俺から話をふるべきなのか。それとも菜々の言葉を待つべきなのか。


「あの。」

「はい?」


少し力みすぎて変な声が出たな。


「ちょっと聞いてくれますか?」

「なに?」


「私には夢があります。」

「そうなの?」

「はい。私はアイドルになりたいんです。小さいころからの夢でした。」

「いい夢じゃん。」

「それでですね、アイドルは恋愛禁止なんです。」


菜々の声が泣き声になっていく。すべての音に濁点がついているような。

しかし、ここまできたら大体わかる。菜々が言いたいこと。

それは俺が聞きたくないこと。

だけどここで聞かないという選択肢はない様に思えた。


「だから…、だから…。非常にわがままなのはわかっています。私と…私と…。」

なかなか吐き出せないみたいだ。

仕方ない。ここは俺から言うしかない。だけどやっぱり言いたくない。

二つの感情が入り混じる。

ここで別れたくないと言ったらどうなるのだろう?アイドルを目指さないでくれと言ったらどうなるのだろう?
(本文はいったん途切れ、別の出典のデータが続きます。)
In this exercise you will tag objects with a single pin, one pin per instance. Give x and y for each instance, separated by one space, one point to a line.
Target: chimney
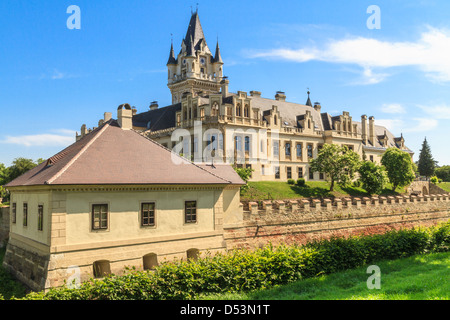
107 116
255 93
280 96
124 116
372 130
83 130
317 106
154 105
364 128
224 86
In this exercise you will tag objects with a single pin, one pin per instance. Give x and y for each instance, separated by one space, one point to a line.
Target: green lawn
281 190
421 277
8 285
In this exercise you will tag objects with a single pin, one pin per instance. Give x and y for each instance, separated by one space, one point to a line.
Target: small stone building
114 199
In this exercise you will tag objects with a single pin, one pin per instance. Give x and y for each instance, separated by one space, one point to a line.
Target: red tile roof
110 155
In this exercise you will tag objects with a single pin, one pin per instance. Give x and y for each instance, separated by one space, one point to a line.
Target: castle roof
110 155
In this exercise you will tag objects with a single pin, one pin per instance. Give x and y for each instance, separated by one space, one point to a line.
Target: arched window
101 268
150 261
だけど、本当に菜々のことが好きだから。後押ししてやる。

これは俺のプライド。男としてのプライド。

惚れた女の幸せを祈るもんだろ?

かっこつけだっていい。本心を偽ってもいい。

それが菜々のためになるんだったら。


「菜々。俺たち別れよう。」

「はい…ありがとうございます…。」



菜々は涙で顔がぐちゃぐちゃだ。せっかくの可愛い顔が台無しだぞ。


「こっちはこれでラストかな?そっちはどう?」

「菜々もこれで終わりです。」


最後の線香花火。二人でゆっくり火をつける。

パチパチパチ、小さくてだんだん大きくなって、そうしてポトリと落ちる。

その事実だけが変わらない。

菜々との付き合いは永遠だ、なんて少し思っていた。

だけど変わらないものなんてない。



「それじゃ、帰ろうか。」

「はい…。」


菜々も落ち着いてきたし、帰ることにした。

隣を歩く菜々の手をとろうとして、ひっこめる。

そうだ。もう俺たちは付き合ってないんだ。

俺は菜々と手をつなげなかった。瞬間、菜々が遠くに行ってしまった気がした。

どこかへいってしまうのだろう。不安は確信に変わった。


「菜々がアイドルになるのを応援する。」


気まずい沈黙を自分で打破する。


「ありがとうございます。」

「菜々の一番のファンは俺だよ。」

「ありがとうございます。」


きわめて明るく、明るく振舞う。

決して涙なんて見せない。

それが俺の最後の意地。

隣に菜々がいるはずなのに、遠い、遠い。


「それじゃまた、学校で。」

「また学校で会いましょう。」


そういって菜々と別れる。

夜道を一人帰る。のどが渇いて自販機で飲み物を買う。

もちろん、ソーダ。

そのときのソーダは少ししょっぱかった。



「これでよかったんだよな。」


菜々の前では見せなかった涙を流して独り言を言う。

次は誰も返事などしてくれなかった。

こうして俺の高二の夏が終わった。

永遠に続くと思っていた日々は線香花火のように儚く消えていった。


「こうして別れましたね。」

「うう、二人とも辛かったでしょうね。」

「菜々はわかりませんけど俺は凄く辛かったですよ。今まで未練たらたらで生きてきたぐらいには。」

「再会できてよかったですね。」

「はい!でもアイドルに恋愛は禁止です。いつかその日が来るまで待ってますよ。」

「私は応援してます。」

「ありがとうございます。そろそろお開きにしますか。」

「そうですね。」


ちひろさんと別れて帰る夜道。

そろそろ夏になるだろうか。虫の声が聞こえる。

ふいに携帯を取り出す。


「もしもし?こちらナナです。どうしましたPさん?」

「いや、夜にごめんな。ちょっと声が聞きたくなって。」

「ふふ、変なPさん。」

「変ってなんだよ。あのさ。」

「どうしました。」

「今年の夏さ。花火大会にでも行かない?」

「…はい。行きましょう、P君。」


永遠はなくとも、案外運命はあるかもしれない。

以上で終わりです。

菜々さんのクラスメートになりたかったです。